New Fedora Package Manager Still on Track

by Ostatic Staff - May. 23, 2013

Last year the news circulated that Fedora was introducing a new package manager. Despite having made it into the last release, Fedora 18, DNF is still considered experimental. It is a fork of Yum that "uses libsolv via hawkey for a backed." Developers think the DNF is the answer to their packaging woes and Rahul Sundaram recently blogged about the progress.
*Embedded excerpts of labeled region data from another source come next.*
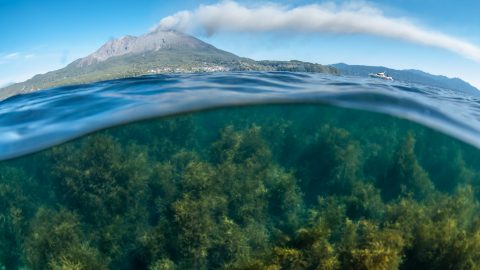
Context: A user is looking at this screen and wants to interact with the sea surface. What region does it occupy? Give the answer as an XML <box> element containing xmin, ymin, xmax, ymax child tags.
<box><xmin>0</xmin><ymin>72</ymin><xmax>480</xmax><ymax>270</ymax></box>
<box><xmin>0</xmin><ymin>72</ymin><xmax>480</xmax><ymax>160</ymax></box>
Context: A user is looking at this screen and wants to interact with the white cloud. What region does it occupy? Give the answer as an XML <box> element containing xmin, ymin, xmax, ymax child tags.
<box><xmin>156</xmin><ymin>1</ymin><xmax>480</xmax><ymax>62</ymax></box>
<box><xmin>0</xmin><ymin>52</ymin><xmax>35</xmax><ymax>64</ymax></box>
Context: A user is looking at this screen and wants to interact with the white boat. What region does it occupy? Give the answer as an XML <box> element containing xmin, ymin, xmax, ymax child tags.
<box><xmin>368</xmin><ymin>72</ymin><xmax>393</xmax><ymax>81</ymax></box>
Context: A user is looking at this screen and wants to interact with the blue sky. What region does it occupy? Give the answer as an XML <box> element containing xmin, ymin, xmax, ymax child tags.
<box><xmin>0</xmin><ymin>0</ymin><xmax>480</xmax><ymax>87</ymax></box>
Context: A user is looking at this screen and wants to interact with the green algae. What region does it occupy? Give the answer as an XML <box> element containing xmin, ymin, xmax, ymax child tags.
<box><xmin>0</xmin><ymin>105</ymin><xmax>480</xmax><ymax>270</ymax></box>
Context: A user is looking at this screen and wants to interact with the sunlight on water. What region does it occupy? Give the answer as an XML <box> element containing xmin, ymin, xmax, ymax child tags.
<box><xmin>0</xmin><ymin>72</ymin><xmax>480</xmax><ymax>160</ymax></box>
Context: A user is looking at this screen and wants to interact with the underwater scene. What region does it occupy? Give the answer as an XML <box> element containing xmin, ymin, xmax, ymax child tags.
<box><xmin>0</xmin><ymin>103</ymin><xmax>480</xmax><ymax>270</ymax></box>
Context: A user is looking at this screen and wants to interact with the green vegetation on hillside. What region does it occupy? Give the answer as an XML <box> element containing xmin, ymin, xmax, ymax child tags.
<box><xmin>0</xmin><ymin>105</ymin><xmax>480</xmax><ymax>270</ymax></box>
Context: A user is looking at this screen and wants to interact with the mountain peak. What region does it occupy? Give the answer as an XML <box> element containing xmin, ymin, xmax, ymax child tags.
<box><xmin>76</xmin><ymin>29</ymin><xmax>211</xmax><ymax>67</ymax></box>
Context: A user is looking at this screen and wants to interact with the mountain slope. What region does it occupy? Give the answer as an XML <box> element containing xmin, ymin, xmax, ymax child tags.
<box><xmin>332</xmin><ymin>63</ymin><xmax>480</xmax><ymax>95</ymax></box>
<box><xmin>0</xmin><ymin>30</ymin><xmax>337</xmax><ymax>99</ymax></box>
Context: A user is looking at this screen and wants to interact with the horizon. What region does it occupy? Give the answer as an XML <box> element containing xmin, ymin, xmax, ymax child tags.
<box><xmin>0</xmin><ymin>0</ymin><xmax>480</xmax><ymax>88</ymax></box>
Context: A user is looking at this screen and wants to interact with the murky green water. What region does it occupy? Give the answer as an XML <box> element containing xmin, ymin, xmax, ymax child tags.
<box><xmin>0</xmin><ymin>105</ymin><xmax>480</xmax><ymax>270</ymax></box>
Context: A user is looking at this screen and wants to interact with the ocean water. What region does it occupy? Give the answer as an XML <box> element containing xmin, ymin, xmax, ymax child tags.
<box><xmin>0</xmin><ymin>72</ymin><xmax>480</xmax><ymax>270</ymax></box>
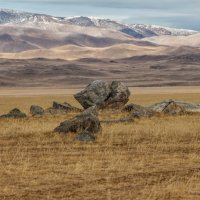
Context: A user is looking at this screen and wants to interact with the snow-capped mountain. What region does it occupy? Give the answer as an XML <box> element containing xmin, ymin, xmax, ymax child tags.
<box><xmin>0</xmin><ymin>9</ymin><xmax>197</xmax><ymax>38</ymax></box>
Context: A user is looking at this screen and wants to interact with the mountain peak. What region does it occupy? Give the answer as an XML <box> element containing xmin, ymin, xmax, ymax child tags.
<box><xmin>0</xmin><ymin>9</ymin><xmax>197</xmax><ymax>38</ymax></box>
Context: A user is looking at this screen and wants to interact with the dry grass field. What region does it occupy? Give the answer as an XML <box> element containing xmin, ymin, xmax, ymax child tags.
<box><xmin>0</xmin><ymin>93</ymin><xmax>200</xmax><ymax>200</ymax></box>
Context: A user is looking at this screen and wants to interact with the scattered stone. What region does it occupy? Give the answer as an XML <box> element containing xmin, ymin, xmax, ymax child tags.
<box><xmin>54</xmin><ymin>107</ymin><xmax>101</xmax><ymax>134</ymax></box>
<box><xmin>53</xmin><ymin>101</ymin><xmax>82</xmax><ymax>112</ymax></box>
<box><xmin>149</xmin><ymin>100</ymin><xmax>194</xmax><ymax>115</ymax></box>
<box><xmin>162</xmin><ymin>101</ymin><xmax>186</xmax><ymax>115</ymax></box>
<box><xmin>106</xmin><ymin>81</ymin><xmax>131</xmax><ymax>108</ymax></box>
<box><xmin>122</xmin><ymin>104</ymin><xmax>156</xmax><ymax>118</ymax></box>
<box><xmin>1</xmin><ymin>108</ymin><xmax>27</xmax><ymax>118</ymax></box>
<box><xmin>30</xmin><ymin>105</ymin><xmax>44</xmax><ymax>116</ymax></box>
<box><xmin>45</xmin><ymin>101</ymin><xmax>82</xmax><ymax>115</ymax></box>
<box><xmin>76</xmin><ymin>131</ymin><xmax>96</xmax><ymax>142</ymax></box>
<box><xmin>74</xmin><ymin>80</ymin><xmax>130</xmax><ymax>109</ymax></box>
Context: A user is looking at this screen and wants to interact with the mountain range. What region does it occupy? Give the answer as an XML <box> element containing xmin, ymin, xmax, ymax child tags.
<box><xmin>0</xmin><ymin>9</ymin><xmax>200</xmax><ymax>56</ymax></box>
<box><xmin>0</xmin><ymin>10</ymin><xmax>200</xmax><ymax>87</ymax></box>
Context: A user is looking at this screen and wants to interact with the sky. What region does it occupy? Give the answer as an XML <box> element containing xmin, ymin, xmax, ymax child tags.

Some of the benefits of DNF over Yum include:

* more compatibility with other languages
* better performance & memory consumption
* leaner codebase than Yum

Rahul Sundaram, Fedora contributor, said, "In the course of the last several months, I have filed over a dozen bug reports and new feature requests mostly to bring dnf in line with what yum already supports." Some of the features it doesn't yet support include:

*Delta RPM
* history undo
* parallel downloads
* auto-remove
* bash completion

Despite the soon-to-be-added features, Sundaram implies that DNF is right on track to eventually replace Yum. Its commands are the same or compatible with Yum and Sundaram says he's put an alias for it in his .bashrc so as not to "have to throw away my muscle memory." Little else was said at this time, but the main point of the post is that DNF is shaping up nicely and is the future of Fedora package management.